We were lucky to catch up with October Sharify recently and have shared our conversation below.
October, looking forward to hearing all of your stories today. Do you wish you had waited to pursue your creative career or do you wish you had started sooner?
I started exhibiting work in earnest in 2021 when I moved to Chicago, and I felt super behind in life compared to my peers. It was my first apartment out on my own, let alone my first big move. I think when I was younger I had a constant internal tug to accomplish bigger and better, but creative work can be so transient and spontaneous, things had to happen the way they did. For me the main ingredient was changing up my environment and circumstances, which was a drastic change (new city, new market, new peers) but I don’t know how things would have kicked off for me otherwise. Now that I know taking the leap would eventually work out, I have a side of myself that does wish I would have gotten out there sooner, but when I think about my earlier years as an artist I don’t think I would have had the courage, the confidence in my work, or even the sense of responsibility. So I think it’s totally okay to let things build up over time- especially your confidence, I can think of a million times where I tried something new and got nervous or I failed and that halted my progress. I think anything that is worth anything is worth the careful and sometimes slow accumulation of resilience that it takes to be successful. My mom went back and got her first degree in her 40’s after an almost 20 year break from college. I was and I am so proud of her that now I know that it’s never too late for anything, and thinking about things that way takes the pressure off in a huge way.

As always, we appreciate you sharing your insights and we’ve got a few more questions for you, but before we get to all of that can you take a minute to introduce yourself and give our readers some of your back background and context?
I am an oil painter and sculptor based in Chicago, and I create surreal, chromatic, and at times visceral figurative paintings. I have a fairly traditional oil painting background but in 2023 I started experimenting with integrating sculpture into my work by using materials like clay and lace and textiles. I use a limited palette for all my works, so all of my works lie somewhere on the color spectrum from red to blue. I deal a lot with spiritual and technological imagery, and my academic background is in history and theology. I have an African American and Persian cultural background which is incredibly pertinent to my work and what I choose to explore.
I think what I am proud of and what’s been exciting me the most in my work is making myself uncomfortable, pushing my own boundaries and being more vulnerable in my work than I ever have. I can be quite a rigid and reserved person when it comes to my ideologies and how I present myself to the world, and the work as of late has been me really trying to get to the bottom of some reservations and insecurities that I have about myself as a person and a thinker. I believe that what has been coming out of my studio recently has been super fun and audacious, something I’d never considered making before.

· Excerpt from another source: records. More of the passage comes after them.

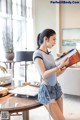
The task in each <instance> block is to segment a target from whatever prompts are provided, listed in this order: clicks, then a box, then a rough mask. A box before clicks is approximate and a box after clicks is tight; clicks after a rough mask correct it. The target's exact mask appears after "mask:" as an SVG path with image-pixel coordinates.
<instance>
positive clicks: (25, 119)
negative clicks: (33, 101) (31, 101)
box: [23, 110, 29, 120]
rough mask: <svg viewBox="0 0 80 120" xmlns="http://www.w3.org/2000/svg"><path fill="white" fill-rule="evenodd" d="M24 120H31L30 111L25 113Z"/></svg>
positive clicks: (23, 113) (23, 119)
mask: <svg viewBox="0 0 80 120" xmlns="http://www.w3.org/2000/svg"><path fill="white" fill-rule="evenodd" d="M23 120H29V111H28V110H27V111H23Z"/></svg>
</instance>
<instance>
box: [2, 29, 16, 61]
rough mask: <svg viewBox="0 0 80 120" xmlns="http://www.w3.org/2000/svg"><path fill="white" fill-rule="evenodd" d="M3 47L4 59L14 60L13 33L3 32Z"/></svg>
mask: <svg viewBox="0 0 80 120" xmlns="http://www.w3.org/2000/svg"><path fill="white" fill-rule="evenodd" d="M3 47H4V50H5V57H6V59H7V60H13V58H14V46H13V33H9V31H6V32H5V31H4V32H3Z"/></svg>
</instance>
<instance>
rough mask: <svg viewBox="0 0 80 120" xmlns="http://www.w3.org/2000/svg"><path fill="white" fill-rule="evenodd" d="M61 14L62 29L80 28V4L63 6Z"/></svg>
mask: <svg viewBox="0 0 80 120" xmlns="http://www.w3.org/2000/svg"><path fill="white" fill-rule="evenodd" d="M78 1H79V0H78ZM61 12H62V28H80V4H74V5H73V4H71V5H62V11H61Z"/></svg>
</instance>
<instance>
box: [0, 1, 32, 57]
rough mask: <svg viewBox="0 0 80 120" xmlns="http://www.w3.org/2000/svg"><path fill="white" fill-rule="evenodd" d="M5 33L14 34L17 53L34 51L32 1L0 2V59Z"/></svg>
mask: <svg viewBox="0 0 80 120" xmlns="http://www.w3.org/2000/svg"><path fill="white" fill-rule="evenodd" d="M4 31H9V32H10V33H11V34H13V41H14V50H15V51H16V50H25V49H27V50H32V49H33V43H32V42H33V20H32V0H0V41H1V42H0V59H3V58H4V48H3V42H2V41H3V32H4ZM30 44H31V45H30Z"/></svg>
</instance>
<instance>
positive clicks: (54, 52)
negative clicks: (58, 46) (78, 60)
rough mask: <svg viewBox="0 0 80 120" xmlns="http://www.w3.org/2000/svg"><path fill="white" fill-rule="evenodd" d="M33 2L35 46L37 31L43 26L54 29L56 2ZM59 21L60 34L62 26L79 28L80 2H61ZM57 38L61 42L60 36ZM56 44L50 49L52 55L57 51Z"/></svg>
mask: <svg viewBox="0 0 80 120" xmlns="http://www.w3.org/2000/svg"><path fill="white" fill-rule="evenodd" d="M75 1H76V0H75ZM78 1H80V0H78ZM33 3H34V6H33V8H35V9H34V11H33V21H34V43H35V48H36V36H37V34H38V33H39V32H41V31H42V30H43V29H45V28H52V29H54V30H56V26H57V22H56V21H57V20H56V18H57V17H56V16H57V15H58V13H57V11H56V7H57V4H50V0H33ZM60 23H61V24H60V27H61V28H60V30H61V32H60V34H61V35H62V28H80V4H61V16H60ZM59 40H60V42H62V36H61V38H59ZM57 44H58V42H57ZM56 46H57V45H56ZM56 46H55V47H54V48H53V50H52V52H53V54H54V55H56V53H57V50H56V49H57V47H56ZM60 46H61V45H60ZM65 51H66V50H65Z"/></svg>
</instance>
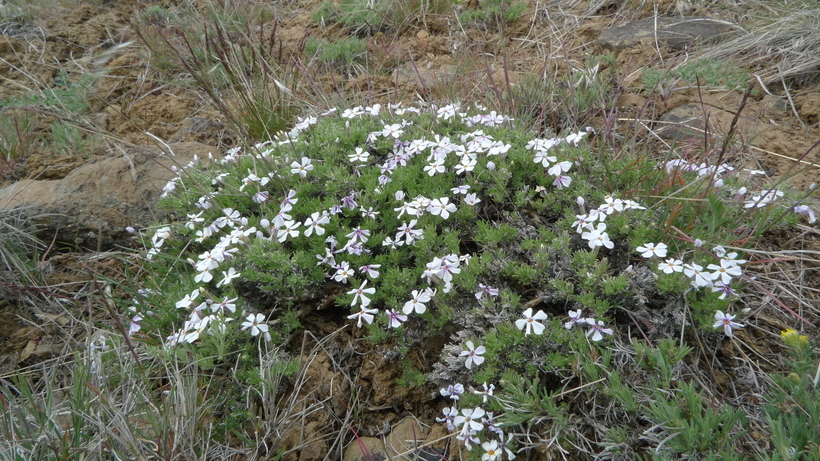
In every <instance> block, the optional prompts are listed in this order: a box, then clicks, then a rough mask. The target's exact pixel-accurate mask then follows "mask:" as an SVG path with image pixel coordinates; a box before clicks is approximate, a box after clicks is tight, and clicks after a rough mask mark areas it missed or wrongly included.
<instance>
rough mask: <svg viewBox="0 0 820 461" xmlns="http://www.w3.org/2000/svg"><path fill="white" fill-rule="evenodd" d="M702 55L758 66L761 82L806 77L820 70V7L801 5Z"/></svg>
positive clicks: (749, 29) (804, 78) (811, 75)
mask: <svg viewBox="0 0 820 461" xmlns="http://www.w3.org/2000/svg"><path fill="white" fill-rule="evenodd" d="M703 57H710V58H717V59H736V60H737V61H739V62H746V63H749V64H750V65H751V66H754V67H758V68H759V70H758V71H757V75H758V76H759V77H760V79H761V80H763V82H764V83H767V84H768V83H772V82H780V81H782V80H798V81H799V80H808V79H810V78H812V77H814V76H816V74H817V72H818V71H820V8H813V9H800V10H794V11H791V12H788V13H786V14H785V15H782V16H779V17H777V18H776V19H775V20H774V21H773V22H770V23H768V24H765V25H763V26H762V27H753V28H750V29H749V30H747V31H746V32H745V33H743V34H741V35H739V36H737V37H735V38H733V39H731V40H728V41H726V42H723V43H721V44H720V45H717V46H715V47H714V48H712V49H710V50H709V51H707V52H706V53H705V54H704V56H703Z"/></svg>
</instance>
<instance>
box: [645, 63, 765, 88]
mask: <svg viewBox="0 0 820 461" xmlns="http://www.w3.org/2000/svg"><path fill="white" fill-rule="evenodd" d="M643 82H644V87H645V88H646V91H650V92H651V91H661V92H663V91H666V90H668V89H670V88H673V87H675V86H677V85H679V82H683V83H685V84H687V85H690V86H695V85H703V86H706V87H708V88H721V89H725V90H728V91H746V90H747V89H748V88H749V80H748V75H747V73H746V71H744V70H743V69H740V68H738V67H737V66H735V65H733V64H732V63H731V62H729V61H725V60H717V59H708V58H707V59H694V60H692V61H689V62H686V63H684V64H681V65H679V66H675V67H673V68H672V69H670V70H669V71H667V72H663V71H661V70H658V69H654V68H649V67H647V68H644V69H643Z"/></svg>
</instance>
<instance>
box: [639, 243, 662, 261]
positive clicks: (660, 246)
mask: <svg viewBox="0 0 820 461" xmlns="http://www.w3.org/2000/svg"><path fill="white" fill-rule="evenodd" d="M636 250H637V251H638V253H640V254H641V256H643V257H644V258H652V257H655V256H657V257H658V258H664V257H666V244H665V243H657V244H655V243H644V244H643V245H641V246H639V247H638V248H636Z"/></svg>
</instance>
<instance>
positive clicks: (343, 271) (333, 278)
mask: <svg viewBox="0 0 820 461" xmlns="http://www.w3.org/2000/svg"><path fill="white" fill-rule="evenodd" d="M354 275H356V271H355V270H353V269H352V268H351V267H350V264H349V263H348V262H347V261H342V264H341V265H339V266H338V267H337V268H336V273H335V274H333V280H335V281H337V282H342V283H347V279H349V278H350V277H353V276H354Z"/></svg>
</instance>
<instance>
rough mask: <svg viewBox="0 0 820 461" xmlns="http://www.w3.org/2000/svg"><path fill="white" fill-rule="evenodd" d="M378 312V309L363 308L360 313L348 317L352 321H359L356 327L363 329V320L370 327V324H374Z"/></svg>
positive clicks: (348, 315)
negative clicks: (356, 320)
mask: <svg viewBox="0 0 820 461" xmlns="http://www.w3.org/2000/svg"><path fill="white" fill-rule="evenodd" d="M378 312H379V311H378V309H368V308H366V307H364V306H362V308H361V310H360V311H359V312H356V313H354V314H351V315H348V316H347V318H349V319H350V320H353V319H357V320H358V321H357V322H356V326H357V327H359V328H361V327H362V320H364V321H365V322H367V323H368V325H369V324H371V323H373V318H374V317H375V315H376V314H377V313H378Z"/></svg>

Is there mission driving your creative journey?
I think for artists it can be really hard to say what the end goal is, especially if your practice is an endlessly forming discipline that you hone over time. On the practical side I would love it if my career allowed me a sense of financial freedom and provided opportunities to do things like travel and work with institutions! I think that can be a given for a lot of people, and I want that in addition to never having to compromise on a vision or principle to achieve that. On a more personal level, what would be most fulfilling to me is having a huge breadth of work that tells the story of my ideology. Being in my 20’s I think I’ve only just started to scrape a good layer of a philosophy I have been trying to get at my whole life, and I can only hope to be working long enough to get everything off my chest and into the world. I eventually want my practice to span many different mediums, but I know I will always consider myself a painter at heart. A lot of my creative heroes are actually writers, musicians and philosophers, and I think all of these mediums are really integral to the making and exploration of visual art- and I aspire through my medium to participate in these important conversations in my own way.

Any resources you can share with us that might be helpful to other creatives?
A studio practice, and I would say most studio practices, can be extremely isolating, and when I was a younger artist I assumed that everything had to be extremely insular and self made. I would try to do everything myself and not truly participate in any sort of exchange with my peers- which ended up being super limiting. I think one of the greatest resources as an early career artist is your community and your peers. As my desire to participate and succeed in the artist community grows, so does my desire to engage with my fellow artists and the people around me. I think we all tend to underestimate how much the people in our lives want to see us succeed or even just participate in something fun and different. I’ve been saved so much trouble and heartache due to the help and generosity of my friends, and if I’d done certain things under my own power I don’t things would have worked out nearly as well. The same goes for intellectual exchange and criticism. I have always been pretty sensitive to criticism and while I do think you do not have to bend to the request of any person you meet, I have often been surprised by just how helpful it’s been to see things from even just one more person’s perspective. I think we see the success of great contemporary artists and we assume it is always a one man show, when in reality a lot of them have teams, assistants, partners, and peers pushing them forward.